Brustkrebs-Früherkennung – Mammographie-Screening-Programm

Brustkrebs ist die häufigste Krebserkrankung von Frauen in Deutschland, ca. 69 000 Frauen sind jährlich von der Diagnose betroffen. Wenn Brustkrebs rechtzeitig erkannt und behandelt wird, ist er jedoch zumeist gut heilbar. Zur Früherkennung von Brustkrebs haben Frauen im Alter zwischen 50 und 69 Jahren deshalb alle zwei Jahre Anspruch auf eine Mammographie-Untersuchung. Ziel dieser Untersuchung ist es, Brustkrebs möglichst früh zu erkennen, um ihn besser behandeln zu können und die Heilungschancen zu erhöhen.

Regelmäßige Einladung und ausführliche Versicherteninformation zum Mammographie-Screening

Das Programm zur Früherkennung von Brustkrebs ging deutschlandweit 2004 an den Start. Bis 2009 wurde das Programm von der Kooperationsgemeinschaft Mammographie (KoopG) stufenweise organisatorisch aufgebaut. Seitdem werden Frauen zwischen 59 und 69 regelmäßig alle zwei Jahre per Einladungsschreiben von den sogenannten Zentralen Stellen über die Möglichkeit zur Teilnahme informiert. Bundesweit organisieren insgesamt 14 Zentrale Stellen das Mammographie-Screening-Programm.

Mit der Einladung wird eine ausführliche Informationsbroschüre(pdf 1,01 MB) des G-BA verschickt. Die Broschüre dient als Entscheidungshilfe und gibt Informationen zum Ablauf der Untersuchung, zu Brustkrebs sowie zu den Vor- und Nachteilen der Teilnahme am Screening.

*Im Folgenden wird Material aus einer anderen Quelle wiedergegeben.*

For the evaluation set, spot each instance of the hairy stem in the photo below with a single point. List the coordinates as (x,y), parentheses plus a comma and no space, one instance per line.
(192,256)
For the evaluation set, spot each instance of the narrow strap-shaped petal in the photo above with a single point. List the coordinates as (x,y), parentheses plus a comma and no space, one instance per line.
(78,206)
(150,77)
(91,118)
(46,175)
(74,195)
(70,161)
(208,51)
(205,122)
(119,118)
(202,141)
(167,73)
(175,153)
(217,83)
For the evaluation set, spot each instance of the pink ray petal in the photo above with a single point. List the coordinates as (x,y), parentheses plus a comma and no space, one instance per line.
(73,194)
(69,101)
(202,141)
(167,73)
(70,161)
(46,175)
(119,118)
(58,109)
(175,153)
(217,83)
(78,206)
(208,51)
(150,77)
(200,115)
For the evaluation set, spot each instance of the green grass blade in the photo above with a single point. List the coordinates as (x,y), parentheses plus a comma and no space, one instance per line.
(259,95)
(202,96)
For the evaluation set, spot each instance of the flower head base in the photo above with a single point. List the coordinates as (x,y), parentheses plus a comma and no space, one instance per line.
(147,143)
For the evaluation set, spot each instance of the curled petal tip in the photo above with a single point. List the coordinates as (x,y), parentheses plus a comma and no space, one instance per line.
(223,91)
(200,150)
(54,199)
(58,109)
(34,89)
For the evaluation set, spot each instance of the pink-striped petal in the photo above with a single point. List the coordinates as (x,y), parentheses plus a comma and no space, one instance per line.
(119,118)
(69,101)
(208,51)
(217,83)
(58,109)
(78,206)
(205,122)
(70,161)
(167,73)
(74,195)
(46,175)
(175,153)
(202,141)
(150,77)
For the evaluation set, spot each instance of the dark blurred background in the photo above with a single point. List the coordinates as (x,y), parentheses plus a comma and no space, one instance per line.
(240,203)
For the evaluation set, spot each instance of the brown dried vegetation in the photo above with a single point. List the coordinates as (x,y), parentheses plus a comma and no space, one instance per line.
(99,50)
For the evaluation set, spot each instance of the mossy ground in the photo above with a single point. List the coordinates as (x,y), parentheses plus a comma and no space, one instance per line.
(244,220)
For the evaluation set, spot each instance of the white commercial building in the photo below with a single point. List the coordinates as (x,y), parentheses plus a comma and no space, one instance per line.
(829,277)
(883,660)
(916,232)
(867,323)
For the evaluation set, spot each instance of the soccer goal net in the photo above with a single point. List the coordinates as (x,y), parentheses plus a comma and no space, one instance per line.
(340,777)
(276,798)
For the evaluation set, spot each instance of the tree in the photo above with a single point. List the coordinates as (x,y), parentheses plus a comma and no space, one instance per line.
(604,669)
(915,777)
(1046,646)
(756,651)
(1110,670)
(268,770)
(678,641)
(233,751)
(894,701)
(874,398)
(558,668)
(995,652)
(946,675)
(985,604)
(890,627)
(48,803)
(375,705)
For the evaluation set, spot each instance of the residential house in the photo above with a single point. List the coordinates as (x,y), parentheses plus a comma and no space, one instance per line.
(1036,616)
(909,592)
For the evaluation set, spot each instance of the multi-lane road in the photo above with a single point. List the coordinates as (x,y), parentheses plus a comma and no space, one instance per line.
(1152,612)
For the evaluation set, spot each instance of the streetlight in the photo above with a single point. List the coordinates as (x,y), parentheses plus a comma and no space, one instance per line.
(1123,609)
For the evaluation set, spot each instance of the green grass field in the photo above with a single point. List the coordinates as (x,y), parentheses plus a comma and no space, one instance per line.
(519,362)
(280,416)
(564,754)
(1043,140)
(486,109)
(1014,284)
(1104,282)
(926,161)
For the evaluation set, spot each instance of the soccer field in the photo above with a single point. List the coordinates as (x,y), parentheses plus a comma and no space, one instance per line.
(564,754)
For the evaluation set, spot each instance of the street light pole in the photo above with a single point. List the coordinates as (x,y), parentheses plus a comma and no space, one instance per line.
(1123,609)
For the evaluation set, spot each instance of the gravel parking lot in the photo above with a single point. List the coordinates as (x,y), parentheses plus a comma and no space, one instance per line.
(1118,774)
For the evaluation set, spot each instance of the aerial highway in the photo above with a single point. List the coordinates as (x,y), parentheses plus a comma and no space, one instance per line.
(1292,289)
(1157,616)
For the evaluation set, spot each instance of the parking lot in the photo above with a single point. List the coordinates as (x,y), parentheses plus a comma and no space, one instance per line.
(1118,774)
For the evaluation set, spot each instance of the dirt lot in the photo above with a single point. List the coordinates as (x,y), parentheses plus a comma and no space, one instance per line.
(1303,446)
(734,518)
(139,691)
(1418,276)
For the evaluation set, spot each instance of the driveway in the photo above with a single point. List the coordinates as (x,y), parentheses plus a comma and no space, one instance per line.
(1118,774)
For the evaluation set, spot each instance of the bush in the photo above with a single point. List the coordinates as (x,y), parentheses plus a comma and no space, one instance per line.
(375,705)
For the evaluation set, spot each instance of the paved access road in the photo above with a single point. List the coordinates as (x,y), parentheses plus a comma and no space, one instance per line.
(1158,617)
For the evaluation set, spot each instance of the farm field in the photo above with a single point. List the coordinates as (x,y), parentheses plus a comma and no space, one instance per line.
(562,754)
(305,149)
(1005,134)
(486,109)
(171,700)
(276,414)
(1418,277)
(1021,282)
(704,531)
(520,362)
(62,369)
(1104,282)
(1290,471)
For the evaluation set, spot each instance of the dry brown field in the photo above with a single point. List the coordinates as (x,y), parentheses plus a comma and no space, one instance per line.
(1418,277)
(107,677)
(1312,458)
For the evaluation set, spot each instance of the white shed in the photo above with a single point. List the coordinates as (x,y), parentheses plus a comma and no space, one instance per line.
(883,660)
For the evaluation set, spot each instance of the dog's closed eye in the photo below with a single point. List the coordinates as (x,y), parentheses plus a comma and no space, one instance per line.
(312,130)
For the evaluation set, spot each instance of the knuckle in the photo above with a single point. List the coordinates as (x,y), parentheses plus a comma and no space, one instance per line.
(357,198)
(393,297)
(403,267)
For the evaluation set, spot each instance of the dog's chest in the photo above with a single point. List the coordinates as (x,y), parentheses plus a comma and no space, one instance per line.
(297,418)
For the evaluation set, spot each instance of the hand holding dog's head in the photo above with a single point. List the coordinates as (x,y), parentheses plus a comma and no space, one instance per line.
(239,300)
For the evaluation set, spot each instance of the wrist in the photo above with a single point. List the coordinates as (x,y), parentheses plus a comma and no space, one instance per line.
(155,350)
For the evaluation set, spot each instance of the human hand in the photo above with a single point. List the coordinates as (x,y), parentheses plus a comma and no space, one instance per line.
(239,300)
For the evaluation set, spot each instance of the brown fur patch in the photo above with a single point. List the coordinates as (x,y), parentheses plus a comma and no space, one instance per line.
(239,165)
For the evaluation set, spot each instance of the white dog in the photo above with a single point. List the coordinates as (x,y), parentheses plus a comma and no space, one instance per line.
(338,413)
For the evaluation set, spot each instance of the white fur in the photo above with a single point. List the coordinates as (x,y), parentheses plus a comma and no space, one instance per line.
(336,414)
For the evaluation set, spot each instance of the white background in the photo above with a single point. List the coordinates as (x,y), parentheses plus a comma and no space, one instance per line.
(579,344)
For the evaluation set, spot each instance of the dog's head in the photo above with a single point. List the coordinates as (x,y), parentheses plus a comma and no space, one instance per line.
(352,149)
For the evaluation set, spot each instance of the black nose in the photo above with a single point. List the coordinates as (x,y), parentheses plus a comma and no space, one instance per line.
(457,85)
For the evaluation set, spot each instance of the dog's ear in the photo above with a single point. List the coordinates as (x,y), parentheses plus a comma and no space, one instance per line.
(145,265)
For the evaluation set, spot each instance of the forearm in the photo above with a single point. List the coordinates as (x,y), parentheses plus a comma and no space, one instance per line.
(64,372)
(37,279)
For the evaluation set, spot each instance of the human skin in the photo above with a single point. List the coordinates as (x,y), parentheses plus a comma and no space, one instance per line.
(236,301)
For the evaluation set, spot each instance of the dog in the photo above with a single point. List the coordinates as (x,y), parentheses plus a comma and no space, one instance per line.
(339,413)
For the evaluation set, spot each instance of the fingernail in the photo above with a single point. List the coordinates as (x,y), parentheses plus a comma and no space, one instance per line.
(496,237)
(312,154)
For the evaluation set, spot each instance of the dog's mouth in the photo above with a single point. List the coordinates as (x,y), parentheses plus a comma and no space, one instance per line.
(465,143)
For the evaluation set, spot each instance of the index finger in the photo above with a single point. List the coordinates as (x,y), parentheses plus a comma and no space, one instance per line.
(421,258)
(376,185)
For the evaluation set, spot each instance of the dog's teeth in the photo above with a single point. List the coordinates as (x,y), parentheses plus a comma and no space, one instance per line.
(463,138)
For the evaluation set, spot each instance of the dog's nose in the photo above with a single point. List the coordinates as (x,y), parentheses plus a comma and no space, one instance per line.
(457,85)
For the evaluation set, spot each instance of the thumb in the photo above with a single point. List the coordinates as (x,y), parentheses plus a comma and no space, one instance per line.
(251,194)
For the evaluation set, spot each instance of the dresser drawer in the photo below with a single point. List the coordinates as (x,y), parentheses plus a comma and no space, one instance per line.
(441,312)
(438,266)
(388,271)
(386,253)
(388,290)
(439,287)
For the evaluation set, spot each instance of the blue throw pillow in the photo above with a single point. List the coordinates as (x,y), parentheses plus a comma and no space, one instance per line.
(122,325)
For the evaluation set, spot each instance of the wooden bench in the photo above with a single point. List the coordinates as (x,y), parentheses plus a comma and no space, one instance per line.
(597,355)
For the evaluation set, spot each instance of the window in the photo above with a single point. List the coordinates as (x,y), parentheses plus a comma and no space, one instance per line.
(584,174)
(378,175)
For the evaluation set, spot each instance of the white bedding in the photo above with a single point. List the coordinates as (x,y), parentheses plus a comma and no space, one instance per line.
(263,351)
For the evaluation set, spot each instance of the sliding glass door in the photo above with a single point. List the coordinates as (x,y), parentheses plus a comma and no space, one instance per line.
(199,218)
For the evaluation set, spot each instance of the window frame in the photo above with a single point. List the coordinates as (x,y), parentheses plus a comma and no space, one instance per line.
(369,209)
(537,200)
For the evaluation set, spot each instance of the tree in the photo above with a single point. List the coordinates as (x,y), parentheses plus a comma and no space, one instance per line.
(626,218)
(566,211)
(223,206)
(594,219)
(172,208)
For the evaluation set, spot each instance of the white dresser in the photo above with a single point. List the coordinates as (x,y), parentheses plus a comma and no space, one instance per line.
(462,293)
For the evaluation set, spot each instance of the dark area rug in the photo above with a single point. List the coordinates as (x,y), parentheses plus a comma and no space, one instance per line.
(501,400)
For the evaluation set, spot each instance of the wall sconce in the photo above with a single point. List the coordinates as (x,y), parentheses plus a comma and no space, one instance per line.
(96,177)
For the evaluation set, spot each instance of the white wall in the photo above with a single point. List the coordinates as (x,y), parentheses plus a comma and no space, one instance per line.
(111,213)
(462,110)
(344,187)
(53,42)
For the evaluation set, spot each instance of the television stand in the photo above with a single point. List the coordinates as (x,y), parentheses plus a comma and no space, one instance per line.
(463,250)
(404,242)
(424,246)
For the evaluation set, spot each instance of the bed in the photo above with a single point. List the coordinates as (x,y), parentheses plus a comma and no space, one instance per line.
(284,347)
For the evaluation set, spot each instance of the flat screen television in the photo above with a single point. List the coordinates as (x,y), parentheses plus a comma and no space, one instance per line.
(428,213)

Die Inhalte und Qualitätsanforderungen des Programms zur Früherkennung von Brustkrebs legt der G-BA in der Krebsfrüherkennungs-Richtlinie (KFE-RL) fest. Aktuell überprüft der G-BA, ob der Leistungsanspruch für das Mammographie-Screening auch für Frauen im Alter zwischen 45 und 49 sowie zwischen 70 und 74 Jahren und älter ausgeweitet werden soll.

Ablauf der Untersuchung

Bei der Mammographie wird die Brust geröntgt. Durch die Untersuchung können bereits sehr kleine Tumoren in einem frühen Stadium sichtbar gemacht werden. Die Mammographie-Aufnahmen werden durch zwei Ärztinnen oder Ärzte unabhängig voneinander ausgewertet. Bei auffälligen Befunden begutachten weitere spezialisierte Fachleute die Aufnahmen. Das Ergebnis der Untersuchung bekommen Frauen in der Regel per Brief innerhalb von sieben Werktagen nach der Mammographie zugeschickt.

Wenn der Befund auffällig war

Bei einem auffälligen Befund wird die betroffene Frau zu einer ärztlichen Nachfolgeuntersuchung eingeladen, bei der die Brust mit Ultraschall untersucht oder noch einmal geröntgt wird. Wenn sich dabei ein Krebsverdacht nicht ausschließen lässt, wird sicherheitshalber eine Gewebeprobe aus der Brust entnommen (Biopsie) und untersucht.

Wenn Brustkrebs festgestellt wird

Die Heilungschancen für Brustkrebs im frühen Stadium sind oft sehr gut. Meistens wird der Frau eine Operation empfohlen, bei der der Tumor und das umliegende Gewebe entfernt wird. Weitere Behandlungsmöglichkeiten sind Bestrahlung, Hormon- und Chemotherapie.  Welches Vorgehen die Ärztin oder der Arzt empfiehlt, hängt von der genauen Diagnose ab.

Evaluation des Programms

Die KoopG hat die Aufgabe, das Mammographie-Screening-Programm zu evaluieren und dem G-BA darüber jährlich Evaluationsberichte vorzulegen. Überprüft wird die Qualität und Effektivität des Programms zur Früherkennung von Brustkrebs nach festgelegten Kriterien wie beispielsweise der Brustkrebsentdeckungsrate oder der Teilnahmerate. Zwei Jahre nach Ende des jeweiligen Evaluationszeitraums müssen die Berichte dem G-BA übermittelt werden. Der G-BA prüft anhand des Berichts, ob Änderungen am Brustkrebsfrüherkennungs-Programm notwendig sind und gibt dann den Bericht zur Veröffentlichung auf der Internetseite der Kooperationsgemeinschaft Mammographie und bei der Krebsfrüherkennungs-Richtlinie (KFE-RL) frei.